IX. The 0.29154 Constant

IX.1 Observations Across Systems

System	Context	Value
MinimalShunts	CLIP-L ↔ CLIP-G projection gate	Emergent equilibrium
Wormhole Lambda	Vision transformer training	Converges from 0.74 toward ~0.29
Alpha curriculum	Devil's Staircase PE training	Converges to ~0.50 under geometric loss, CE destroys
T5 generation	Greedy decode alpha sweep	Stable plateau at 0.291–0.292, semantic phase transition
Alpha training basins	0.70 start → settled at 0.695	Mirror constant 1 − 0.29154 = 0.70846, Δ = 0.013

IX.2 T5 Generation Phase Transition

Alpha	Output (triangle prompt)
0.01–0.10	"...three edges and three vertices. it is one of the basic shapes in geometry."
0.20	"a triangle is a polygon with three edges and three vertices..."
0.28	"a polygon with three vertices. it is one of the basic shapes in a graph."
0.291	"a triangle is a polygon with a vertice and a vertice. it is one of the basic shapes in a graph."
0.2915	"a triangle is a polygon with a vertice and a vertice. it is one of the basic shapes in a graph."
0.292	"a triangle is a polygon with a vertice and a vertice. it is one of the basic shapes in the world."
0.30	"a polygon with a vertice and a vertice. it is one of the basic shapes in the world."

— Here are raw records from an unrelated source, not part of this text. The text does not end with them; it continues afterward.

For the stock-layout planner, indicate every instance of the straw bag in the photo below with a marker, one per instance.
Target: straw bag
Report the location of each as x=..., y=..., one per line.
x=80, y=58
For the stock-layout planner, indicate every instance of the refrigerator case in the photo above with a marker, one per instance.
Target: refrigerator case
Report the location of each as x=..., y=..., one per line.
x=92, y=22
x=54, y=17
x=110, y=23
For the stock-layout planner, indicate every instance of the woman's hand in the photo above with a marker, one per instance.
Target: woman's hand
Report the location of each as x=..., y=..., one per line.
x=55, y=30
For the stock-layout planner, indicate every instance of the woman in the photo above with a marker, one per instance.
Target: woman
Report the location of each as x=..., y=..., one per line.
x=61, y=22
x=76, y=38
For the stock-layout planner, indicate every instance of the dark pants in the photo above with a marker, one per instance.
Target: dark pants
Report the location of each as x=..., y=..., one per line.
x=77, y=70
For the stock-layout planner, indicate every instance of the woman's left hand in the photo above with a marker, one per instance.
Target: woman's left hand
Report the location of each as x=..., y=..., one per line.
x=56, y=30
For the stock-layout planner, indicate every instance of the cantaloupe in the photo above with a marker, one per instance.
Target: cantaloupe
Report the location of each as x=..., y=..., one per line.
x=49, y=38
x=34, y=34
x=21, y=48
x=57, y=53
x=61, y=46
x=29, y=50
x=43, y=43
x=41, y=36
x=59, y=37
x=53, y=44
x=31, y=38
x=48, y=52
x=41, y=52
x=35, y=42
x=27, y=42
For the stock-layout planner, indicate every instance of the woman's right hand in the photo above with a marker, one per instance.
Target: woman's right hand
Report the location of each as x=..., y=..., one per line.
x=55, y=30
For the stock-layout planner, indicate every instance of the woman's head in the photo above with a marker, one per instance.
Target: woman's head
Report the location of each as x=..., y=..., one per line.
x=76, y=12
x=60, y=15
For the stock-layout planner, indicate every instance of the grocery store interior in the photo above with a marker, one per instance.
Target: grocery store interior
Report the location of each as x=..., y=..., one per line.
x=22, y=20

Finding: 0.29154 marks the phase boundary between structural representation ("graph") and physical representation ("world"). Output is invariant to perturbation in a narrow band centered on the constant.

X. Universal Geometric Constants

Constant	Value	Observed In
Pentachoron CV	0.20–0.23	T5-Small, Qwen 0.8B, Qwen 4B, trained modulator
Participation / dim	0.53–0.56	T5-Small, Qwen 0.8B
Binding/separation constant	0.29154 / 0.70846	MinimalShunts, CLIP projections, T5 generation, alpha convergence
Depth gradient	Monotonic increasing	All modulator training runs
Q sparsity scaling (T5)	93.7% → 99.4% → 100.0%	T5-Small → T5-Base → T5-v1.1-XXL
Q sparsity asymmetry	T5 pretraining only	Present in T5, absent in T5Gemma2, BERT, DINOv2, UNets, VAEs
Cross-modal QK balance	Locked at 0.500	T5-v1.1-XXL cross-attn, T5Gemma2 (both), SD 1.5 UNet, SDXL UNet (6 models)
Self-attn QK: adapted models	Locked at 0.500	T5Gemma2 1B (all 53 layers), T5Gemma2 4B (all 68 layers)
UNet QK U-gradient	down→repulsion, up→attraction	SD 1.5 (0.451→0.581), SDXL (0.477→0.549)
VAE decoder QK	Repulsion-biased	SD 1.5 (0.486), SDXL (0.416), Flux.1 (0.451), Flux.2 (0.416)
Attention cross-layer corr	~0.000	ALL 17 models, including UNets and VAEs
Conv cross-layer corr	~0.000	All UNets and VAEs (extends to pure convnets)
MLP/FF full utilization	0.00% dead	T5 family (enc), BERT, DINOv2, UNets, all VAEs
Decoder position crystallization	0 mixed heads	T5-Small, T5-v1.1-XXL
VAE spectral invariant	Pearson 0.94–0.98	All 6 VAE pairs — SV distribution is architecture-determined
VAE Procrustes alignment	70–76% cosine	All 6 pairs — same solution in different coordinate systems

XI. Measurement Toolkit Reference

Tool	Input	Output	Requires Inference
Participation Ratio	Embedding matrix	Effective dimensionality	No
Cayley-Menger Volume	5-point subsets of embeddings	Simplex volume + CV	No
Pairwise Cosine	Embedding matrix (sampled)	Similarity distribution	No
Digit Manifold	10 digit token embeddings		i−j
SVD Effective Rank	Any 2D weight matrix	Stable rank, condition number	No
QK Manifold	W_Q, W_K matrices	Eigenspectrum, pos/neg balance	No
Dead Neuron Count	MLP wi/gate/up, wo matrices	Combined importance distribution	No
Cross-Layer Correlation	Same-type weight matrices	Adjacent cosine similarity	No
Position Bias Topology	Relative attention bias tensor	Local/global/mixed head counts	No
Sparsity Topology	Any weight matrix	Fraction below threshold	No
WordNet Relational	Encoder output (mean-pooled)	Pearson/Spearman vs path similarity	Yes
Alpha Convergence	Modulator training loop	Per-layer equilibrium values	Yes (training)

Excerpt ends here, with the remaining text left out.